First things first - it may be a bad diskette, a bad floppy drive, or the cable connecting your floppy drive to its controller may be loose. If this is newer SCO, it probably is. Older SCO may be helped by the rest of this discussion.
If the problem gets worse if the system is under load (particularly, when anything is doing DMA - and that usually means a SCSI host adapter) and is particularly bad when trying to format a floppy, you may be running into a problem with the FIFO on the floppy controller.
Briefly, older floppy controllers have a one-byte buffer, and the system must grab that byte before the next byte is read from the drive or else you have a problem. If the DMA controller (floppies use DMA) is blocked long enough, usually by a SCSI host adapter, the buffer gets overwritten. Newer controllers generally have a 16-byte buffer, but it may or may not be turned on by your BIOS. SCO Unix doesn't program the buffer by default, but the floppy driver in OSR5 can be set to use the buffer if you wish.
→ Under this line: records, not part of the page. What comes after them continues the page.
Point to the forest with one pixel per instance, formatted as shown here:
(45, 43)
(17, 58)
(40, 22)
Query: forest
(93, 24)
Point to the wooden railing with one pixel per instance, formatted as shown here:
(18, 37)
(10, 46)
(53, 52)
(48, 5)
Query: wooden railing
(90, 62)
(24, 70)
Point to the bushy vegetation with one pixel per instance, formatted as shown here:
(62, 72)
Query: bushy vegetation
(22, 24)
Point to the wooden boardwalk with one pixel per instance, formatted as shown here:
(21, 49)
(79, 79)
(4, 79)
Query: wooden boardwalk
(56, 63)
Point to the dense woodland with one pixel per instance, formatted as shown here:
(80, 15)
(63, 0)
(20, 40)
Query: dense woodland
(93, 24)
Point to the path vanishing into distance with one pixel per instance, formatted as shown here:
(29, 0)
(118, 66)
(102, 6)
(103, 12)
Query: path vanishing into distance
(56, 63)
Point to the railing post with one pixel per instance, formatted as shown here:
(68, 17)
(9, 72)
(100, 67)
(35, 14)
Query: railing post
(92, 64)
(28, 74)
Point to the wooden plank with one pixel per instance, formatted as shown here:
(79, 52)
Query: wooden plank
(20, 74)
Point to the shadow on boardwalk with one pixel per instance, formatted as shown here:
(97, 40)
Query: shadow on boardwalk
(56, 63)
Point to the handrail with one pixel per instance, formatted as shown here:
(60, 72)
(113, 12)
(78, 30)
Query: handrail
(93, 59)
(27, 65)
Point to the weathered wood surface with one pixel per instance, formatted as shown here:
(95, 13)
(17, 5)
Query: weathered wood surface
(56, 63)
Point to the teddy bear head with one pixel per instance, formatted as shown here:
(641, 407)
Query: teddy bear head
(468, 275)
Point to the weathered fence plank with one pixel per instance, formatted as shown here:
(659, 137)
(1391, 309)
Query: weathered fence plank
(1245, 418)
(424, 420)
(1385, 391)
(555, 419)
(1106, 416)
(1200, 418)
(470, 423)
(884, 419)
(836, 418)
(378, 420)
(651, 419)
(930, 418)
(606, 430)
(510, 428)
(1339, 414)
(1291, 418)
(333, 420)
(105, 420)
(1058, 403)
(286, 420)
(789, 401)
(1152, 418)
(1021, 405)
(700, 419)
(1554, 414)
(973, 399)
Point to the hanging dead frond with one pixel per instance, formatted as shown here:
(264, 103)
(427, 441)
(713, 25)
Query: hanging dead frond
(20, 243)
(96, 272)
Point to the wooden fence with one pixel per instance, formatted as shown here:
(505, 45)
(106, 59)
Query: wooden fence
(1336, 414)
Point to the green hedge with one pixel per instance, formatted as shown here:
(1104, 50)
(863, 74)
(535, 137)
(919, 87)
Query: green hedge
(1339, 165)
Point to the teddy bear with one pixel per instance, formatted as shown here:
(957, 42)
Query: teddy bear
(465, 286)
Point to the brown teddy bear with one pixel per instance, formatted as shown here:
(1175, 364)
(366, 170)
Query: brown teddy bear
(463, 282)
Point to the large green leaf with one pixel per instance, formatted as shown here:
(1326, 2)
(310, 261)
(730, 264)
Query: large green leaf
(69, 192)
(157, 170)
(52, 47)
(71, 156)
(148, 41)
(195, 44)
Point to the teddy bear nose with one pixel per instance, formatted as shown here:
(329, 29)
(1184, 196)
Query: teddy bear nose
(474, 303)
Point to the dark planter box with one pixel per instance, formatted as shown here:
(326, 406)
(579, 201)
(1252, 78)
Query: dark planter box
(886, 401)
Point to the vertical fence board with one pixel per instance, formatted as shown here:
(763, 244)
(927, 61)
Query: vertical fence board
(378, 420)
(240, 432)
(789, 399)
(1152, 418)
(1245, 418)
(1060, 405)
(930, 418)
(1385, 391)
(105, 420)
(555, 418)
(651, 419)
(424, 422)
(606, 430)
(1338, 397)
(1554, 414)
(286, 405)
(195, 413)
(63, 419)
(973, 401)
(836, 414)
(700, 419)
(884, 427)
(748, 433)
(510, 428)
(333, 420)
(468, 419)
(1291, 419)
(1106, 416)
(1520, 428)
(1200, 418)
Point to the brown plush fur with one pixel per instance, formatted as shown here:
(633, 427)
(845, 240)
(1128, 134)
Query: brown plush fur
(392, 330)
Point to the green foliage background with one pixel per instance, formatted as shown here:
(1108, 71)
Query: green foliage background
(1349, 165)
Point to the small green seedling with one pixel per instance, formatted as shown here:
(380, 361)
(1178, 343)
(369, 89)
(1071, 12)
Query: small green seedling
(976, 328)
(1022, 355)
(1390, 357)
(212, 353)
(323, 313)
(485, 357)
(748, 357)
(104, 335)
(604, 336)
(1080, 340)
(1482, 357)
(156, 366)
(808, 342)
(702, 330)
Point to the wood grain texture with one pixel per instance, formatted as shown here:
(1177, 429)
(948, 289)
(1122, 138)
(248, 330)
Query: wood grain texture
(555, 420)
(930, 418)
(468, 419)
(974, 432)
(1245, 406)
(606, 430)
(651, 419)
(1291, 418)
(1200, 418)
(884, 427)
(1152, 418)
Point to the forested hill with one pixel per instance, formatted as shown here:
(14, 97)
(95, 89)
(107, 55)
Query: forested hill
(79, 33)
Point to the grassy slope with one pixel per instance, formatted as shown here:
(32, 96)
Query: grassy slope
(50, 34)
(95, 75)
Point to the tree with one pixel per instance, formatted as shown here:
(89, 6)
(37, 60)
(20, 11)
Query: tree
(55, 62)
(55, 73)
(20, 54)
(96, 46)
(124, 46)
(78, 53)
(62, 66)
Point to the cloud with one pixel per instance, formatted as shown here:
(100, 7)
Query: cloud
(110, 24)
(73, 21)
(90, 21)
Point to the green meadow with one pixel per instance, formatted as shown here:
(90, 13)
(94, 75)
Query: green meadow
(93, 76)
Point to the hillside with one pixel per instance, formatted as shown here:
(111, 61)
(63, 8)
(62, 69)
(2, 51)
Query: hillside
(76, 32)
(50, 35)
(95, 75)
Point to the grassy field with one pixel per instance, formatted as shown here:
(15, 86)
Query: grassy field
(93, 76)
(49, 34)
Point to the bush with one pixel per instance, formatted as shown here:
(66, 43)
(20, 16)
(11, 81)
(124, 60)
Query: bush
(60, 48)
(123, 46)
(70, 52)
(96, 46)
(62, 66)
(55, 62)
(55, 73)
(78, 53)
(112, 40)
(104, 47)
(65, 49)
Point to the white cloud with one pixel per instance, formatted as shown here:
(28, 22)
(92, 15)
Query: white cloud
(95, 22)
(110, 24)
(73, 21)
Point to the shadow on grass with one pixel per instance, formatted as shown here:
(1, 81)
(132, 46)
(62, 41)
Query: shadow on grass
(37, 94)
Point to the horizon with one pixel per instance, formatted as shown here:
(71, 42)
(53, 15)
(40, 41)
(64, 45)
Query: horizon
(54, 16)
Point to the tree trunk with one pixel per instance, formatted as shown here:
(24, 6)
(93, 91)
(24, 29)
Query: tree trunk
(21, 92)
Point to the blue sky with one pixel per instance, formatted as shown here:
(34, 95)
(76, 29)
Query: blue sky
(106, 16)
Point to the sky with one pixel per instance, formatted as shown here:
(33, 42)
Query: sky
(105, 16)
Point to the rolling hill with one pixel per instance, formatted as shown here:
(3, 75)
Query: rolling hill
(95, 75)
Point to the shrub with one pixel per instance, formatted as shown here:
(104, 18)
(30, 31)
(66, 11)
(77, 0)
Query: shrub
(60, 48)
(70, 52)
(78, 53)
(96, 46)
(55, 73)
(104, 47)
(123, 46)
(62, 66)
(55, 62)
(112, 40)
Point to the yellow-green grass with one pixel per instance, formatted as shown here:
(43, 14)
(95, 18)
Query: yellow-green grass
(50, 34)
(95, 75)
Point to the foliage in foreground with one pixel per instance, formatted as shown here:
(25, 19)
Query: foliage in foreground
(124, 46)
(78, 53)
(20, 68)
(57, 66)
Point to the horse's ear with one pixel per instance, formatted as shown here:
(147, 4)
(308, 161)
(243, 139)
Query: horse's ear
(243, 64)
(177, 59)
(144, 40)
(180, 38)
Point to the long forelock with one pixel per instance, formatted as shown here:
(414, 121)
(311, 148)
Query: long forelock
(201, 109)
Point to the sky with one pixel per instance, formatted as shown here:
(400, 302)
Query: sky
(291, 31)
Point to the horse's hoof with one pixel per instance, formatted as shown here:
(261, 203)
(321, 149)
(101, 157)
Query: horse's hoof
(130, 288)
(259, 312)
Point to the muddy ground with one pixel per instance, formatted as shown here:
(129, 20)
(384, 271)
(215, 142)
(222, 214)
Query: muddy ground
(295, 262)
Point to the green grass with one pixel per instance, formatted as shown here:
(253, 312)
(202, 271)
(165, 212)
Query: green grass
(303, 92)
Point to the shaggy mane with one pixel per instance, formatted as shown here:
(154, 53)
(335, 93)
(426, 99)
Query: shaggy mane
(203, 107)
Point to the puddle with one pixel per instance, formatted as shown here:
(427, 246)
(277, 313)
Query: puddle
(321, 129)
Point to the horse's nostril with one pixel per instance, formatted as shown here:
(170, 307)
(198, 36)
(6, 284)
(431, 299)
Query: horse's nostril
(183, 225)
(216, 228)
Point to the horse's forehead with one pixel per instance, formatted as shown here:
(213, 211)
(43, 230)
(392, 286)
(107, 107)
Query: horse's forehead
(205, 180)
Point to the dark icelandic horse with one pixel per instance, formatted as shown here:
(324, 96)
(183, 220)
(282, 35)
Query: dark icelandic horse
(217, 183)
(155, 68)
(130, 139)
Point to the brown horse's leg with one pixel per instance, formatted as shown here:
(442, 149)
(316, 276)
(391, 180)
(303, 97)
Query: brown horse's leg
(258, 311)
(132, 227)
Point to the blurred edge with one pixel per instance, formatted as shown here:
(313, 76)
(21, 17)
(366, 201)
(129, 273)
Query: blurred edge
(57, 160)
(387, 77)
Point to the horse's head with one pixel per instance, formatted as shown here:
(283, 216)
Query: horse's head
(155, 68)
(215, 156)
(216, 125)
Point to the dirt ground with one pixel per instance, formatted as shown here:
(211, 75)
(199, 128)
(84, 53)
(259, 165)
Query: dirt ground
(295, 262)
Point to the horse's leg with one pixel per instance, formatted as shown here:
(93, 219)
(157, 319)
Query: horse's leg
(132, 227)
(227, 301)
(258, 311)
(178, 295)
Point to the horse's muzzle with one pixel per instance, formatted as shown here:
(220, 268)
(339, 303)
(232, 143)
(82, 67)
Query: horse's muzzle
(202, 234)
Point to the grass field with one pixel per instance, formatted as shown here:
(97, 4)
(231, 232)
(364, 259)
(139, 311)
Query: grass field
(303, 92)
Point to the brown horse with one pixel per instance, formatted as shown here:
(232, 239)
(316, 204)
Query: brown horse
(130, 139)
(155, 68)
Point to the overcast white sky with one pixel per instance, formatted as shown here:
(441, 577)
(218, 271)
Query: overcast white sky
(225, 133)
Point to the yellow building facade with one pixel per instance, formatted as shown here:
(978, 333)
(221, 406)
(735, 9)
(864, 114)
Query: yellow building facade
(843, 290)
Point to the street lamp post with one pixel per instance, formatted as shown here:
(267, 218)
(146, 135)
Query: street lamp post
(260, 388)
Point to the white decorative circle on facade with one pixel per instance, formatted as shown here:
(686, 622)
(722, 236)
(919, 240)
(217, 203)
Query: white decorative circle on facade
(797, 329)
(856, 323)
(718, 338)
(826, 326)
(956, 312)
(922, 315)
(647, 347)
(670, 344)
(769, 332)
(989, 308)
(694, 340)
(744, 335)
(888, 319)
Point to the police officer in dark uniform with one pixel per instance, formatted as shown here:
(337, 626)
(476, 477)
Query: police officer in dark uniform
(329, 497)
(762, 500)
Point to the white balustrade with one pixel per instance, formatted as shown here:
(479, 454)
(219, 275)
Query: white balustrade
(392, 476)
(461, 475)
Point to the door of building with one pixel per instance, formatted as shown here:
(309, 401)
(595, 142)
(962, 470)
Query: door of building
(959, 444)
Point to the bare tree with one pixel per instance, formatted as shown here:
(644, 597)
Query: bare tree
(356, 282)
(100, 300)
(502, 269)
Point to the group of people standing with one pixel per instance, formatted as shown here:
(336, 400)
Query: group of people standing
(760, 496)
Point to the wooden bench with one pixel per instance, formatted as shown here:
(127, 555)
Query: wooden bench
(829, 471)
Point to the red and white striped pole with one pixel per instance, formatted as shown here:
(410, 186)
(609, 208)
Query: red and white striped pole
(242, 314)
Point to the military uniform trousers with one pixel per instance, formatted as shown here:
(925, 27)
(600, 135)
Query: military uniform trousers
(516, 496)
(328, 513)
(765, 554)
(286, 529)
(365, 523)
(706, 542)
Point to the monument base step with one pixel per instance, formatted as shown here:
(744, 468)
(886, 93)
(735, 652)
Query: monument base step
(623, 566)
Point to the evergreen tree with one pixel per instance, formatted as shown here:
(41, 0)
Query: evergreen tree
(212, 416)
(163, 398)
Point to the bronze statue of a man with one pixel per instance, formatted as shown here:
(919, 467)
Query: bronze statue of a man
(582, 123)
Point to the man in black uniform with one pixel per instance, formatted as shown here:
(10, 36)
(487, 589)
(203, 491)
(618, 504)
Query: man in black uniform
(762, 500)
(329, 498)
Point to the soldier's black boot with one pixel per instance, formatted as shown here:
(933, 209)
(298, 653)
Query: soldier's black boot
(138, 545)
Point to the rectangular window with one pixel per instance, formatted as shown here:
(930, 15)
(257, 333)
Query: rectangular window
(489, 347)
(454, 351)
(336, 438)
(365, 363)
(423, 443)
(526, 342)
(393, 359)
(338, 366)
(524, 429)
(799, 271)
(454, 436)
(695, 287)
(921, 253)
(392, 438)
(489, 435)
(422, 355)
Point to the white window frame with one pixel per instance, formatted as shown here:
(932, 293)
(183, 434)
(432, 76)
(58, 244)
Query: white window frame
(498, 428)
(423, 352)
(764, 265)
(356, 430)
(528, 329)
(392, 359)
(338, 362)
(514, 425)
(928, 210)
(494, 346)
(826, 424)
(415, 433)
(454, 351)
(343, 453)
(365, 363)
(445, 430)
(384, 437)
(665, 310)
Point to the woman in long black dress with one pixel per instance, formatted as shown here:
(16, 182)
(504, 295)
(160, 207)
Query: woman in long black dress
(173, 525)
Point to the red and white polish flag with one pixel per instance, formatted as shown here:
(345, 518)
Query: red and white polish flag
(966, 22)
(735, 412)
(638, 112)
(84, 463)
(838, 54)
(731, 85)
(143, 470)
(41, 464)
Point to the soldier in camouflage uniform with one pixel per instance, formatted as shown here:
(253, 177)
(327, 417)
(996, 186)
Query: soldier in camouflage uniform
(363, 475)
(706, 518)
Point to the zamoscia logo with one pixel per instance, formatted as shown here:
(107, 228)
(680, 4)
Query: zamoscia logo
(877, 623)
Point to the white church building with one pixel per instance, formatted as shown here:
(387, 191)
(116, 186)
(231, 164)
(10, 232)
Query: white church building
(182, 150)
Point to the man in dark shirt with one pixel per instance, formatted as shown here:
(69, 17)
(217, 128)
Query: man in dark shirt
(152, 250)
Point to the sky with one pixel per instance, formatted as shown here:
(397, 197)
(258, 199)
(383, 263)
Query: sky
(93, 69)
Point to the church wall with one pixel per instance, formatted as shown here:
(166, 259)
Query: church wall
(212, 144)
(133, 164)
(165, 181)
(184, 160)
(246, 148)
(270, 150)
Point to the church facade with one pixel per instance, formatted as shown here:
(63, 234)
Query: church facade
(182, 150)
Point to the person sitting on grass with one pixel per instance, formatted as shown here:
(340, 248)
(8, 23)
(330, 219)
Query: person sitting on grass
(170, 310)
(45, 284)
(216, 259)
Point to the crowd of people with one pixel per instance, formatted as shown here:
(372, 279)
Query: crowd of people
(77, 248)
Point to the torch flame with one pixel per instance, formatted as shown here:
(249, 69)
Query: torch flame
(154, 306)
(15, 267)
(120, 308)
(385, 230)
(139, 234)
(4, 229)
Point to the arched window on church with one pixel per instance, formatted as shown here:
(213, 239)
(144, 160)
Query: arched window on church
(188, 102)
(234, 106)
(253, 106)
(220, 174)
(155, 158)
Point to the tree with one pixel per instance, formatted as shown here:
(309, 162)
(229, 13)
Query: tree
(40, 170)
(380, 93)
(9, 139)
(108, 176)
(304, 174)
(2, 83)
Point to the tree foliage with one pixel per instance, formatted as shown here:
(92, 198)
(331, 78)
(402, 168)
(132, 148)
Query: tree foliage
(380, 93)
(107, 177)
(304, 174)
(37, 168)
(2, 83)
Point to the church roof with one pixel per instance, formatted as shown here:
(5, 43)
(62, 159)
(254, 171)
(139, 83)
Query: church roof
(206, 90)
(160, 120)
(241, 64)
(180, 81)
Make a backup of /etc/conf/pack.d/fd/space.c (just in case). Now edit the file. At the bottom you will see
int fd_enable_FIFO = 0; int fd_FIFOthresh = 0;
Change them to
int fd_enable_FIFO = 1; int fd_FIFOthresh = 15;
The first one simply enables or disables programming of the FIFO; the second one sets the FIFO's size if you've enabled it. There's probably no reason to set it to anything other than 15.
Relink and reboot to activate the change.
Making this change can actually be counterproductive if your system is working properly. Some floppy drive controllers will not work properly if you try enabling the FIFO, and you will end up with a system with floppy drives which do not work. Trust me on this one.
See Bela Lubkin's discussion of DMA at scotec9.html#vhand also.